Alman Uluslararası Politika ve Güvenlik Politikaları Enstitüsü (SWP), ‘Orta Ölçekli Güçler, Uluslararası Politikada Önemli Aktörler’ başlıklı makalesinde Batı’nın Kazakistan’a yönelik bakışına ilişkin bir değerlendirme sundu.
‘Orta ölçekli güçler’ teriminin dünya siyasi ve iktisadi arenasında kayda değer rol oynayan ülkeleri ifade ettiği anımsatılan makalede, Kazakistan ilk kez Türkiye, İsrail ve Hindistan gibi ülkeleri de içeren orta güçler listesine dahil edildi.
SWP uzmanlarına göre Kazakistan, Orta Asya ülkeleri arasında dış politikasıyla öne çıkıyor ve bu da ülkeyi bölgede kilit bir aktör haline getiriyor.
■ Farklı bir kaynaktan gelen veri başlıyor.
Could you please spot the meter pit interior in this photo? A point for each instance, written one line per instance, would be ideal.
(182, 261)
Ülke, özellikle hammadde alanında Batı ve Çin ile iktisadi ilişkilerini giderek geliştiriyor.
Makalede şu ifadelere yer verildi: “Komşuları Rusya ve Çin’in avantajlı konumu karşısında Kazakistan’ın dış politika misyonu, mümkün olan en geniş dış ilişkiler yelpazesi aracılığıyla iki bölgesel gücün etkisini kontrol altına almak ve böylece manevra alanını en üst düzeye çıkarmaktır. Böyle bir yaklaşım uzmanlar tarafından ittifaklara ve ortaklara yönelik pragmatik bir tutum olarak nitelendirilse de, ortak bölgesel kalkınma konusunda hala belirgin bir istek -başka bir deyişle, ‘bağımsız ilkeler üzerinde dayanışmacı sorumluluk’ – söz konusu.”
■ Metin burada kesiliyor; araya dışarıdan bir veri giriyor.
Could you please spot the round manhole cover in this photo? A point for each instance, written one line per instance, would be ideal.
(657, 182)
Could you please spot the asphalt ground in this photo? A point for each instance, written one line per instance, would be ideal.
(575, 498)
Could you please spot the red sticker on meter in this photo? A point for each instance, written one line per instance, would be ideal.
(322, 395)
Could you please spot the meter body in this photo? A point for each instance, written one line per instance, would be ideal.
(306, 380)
Uzmanlar, Kazakistan’ın uluslararası politikadaki hedeflerini erken bir aşamada gerçekleştirebildiğini ifade ederek örneğin ülkenin Avrupa Güvenlik ve İşbirliği Teşkilatı’na (AGİT), Birleşmiş Milletler (BM) Güvenlik Konseyi’ne başkanlık etmiş ve Suriye ihtilafında Astana süreciyle arabulucu olduğuna dikkat çekti.
Astana’nın Avrasya’daki bir dizi başka etkili kuruluşa üyeliğinden de bahsedilen makalede şunlar kaydedildi: “Ortakların çeşitlendirilmesi açısından da Kazakistan önemli bir ilerleme kaydetti. Orta Asyalı komşularının aksine, Kazakistan pazarı, zengin petrol rezervlerini keşfetmeleri için Batılı yatırımcılara ilk olarak 1990’larda açılmıştı. Sonuç olarak Avrupa Birliği, ülkedeki en büyük yabancı yatırımcı ve dış ticaretteki yüzde 40’lık payıyla Kazakistan’ın en önemli ekonomik ortağı. Özbekistan ise 25 yıl boyunca korumacı (ve hatta izolasyonist) politikalara bağlı kaldı ve ancak 2016’da kendini dünyaya açtı.”
SWP, Ukrayna’daki savaşın Kazakistan’a ortaklarını çeşitlendirme konusunda yeni bir ivme kazandırdığını belirterek inşa edilmekte olan yeni ulaşım güzergahları ve yenilenebilir enerji sektörü ile işleme endüstrisine yatırım çekmeye dönük bilgilendirme kampanyasının bunun ispatı olduğunu vurguladı.
Uzmanlar, ayrıca Kazakistan’ın çeşitlendirme arayışında sadece Çin’in İpek Yolu’na değil, aynı zamanda AB’nin Küresel Geçit stratejisine de güveniyor olduğu ve bu bağlamda, ‘Doğu ile Batı arasında bir köprü’ olarak coğrafi ve tarihsel rolünü ortaya koyduğu yorumunu yaptı.
Ukrayna savaşıyla beraber Almanya başta olmak üzere pek çok AB ülkesi, tek taraflı yaptırımlarla vazgeçtiği Rus petrol ve gazına alternatif bulmak için yeni ortaklıklar aramaya başlamıştı.
Almanya, Kazakistan’a (ve diğer bazı ülkelere) önümüzdeki yıllarda pazar gücü kazandırabilecek bir enerji ortaklığını değerlendiriyor. SWP’ye göre bu amaçla Kazakistan’ın doğru zamanda hak ettiği yeri rahatça alabilmesi için enerji dönüşümüne hazır olması son derece önemli.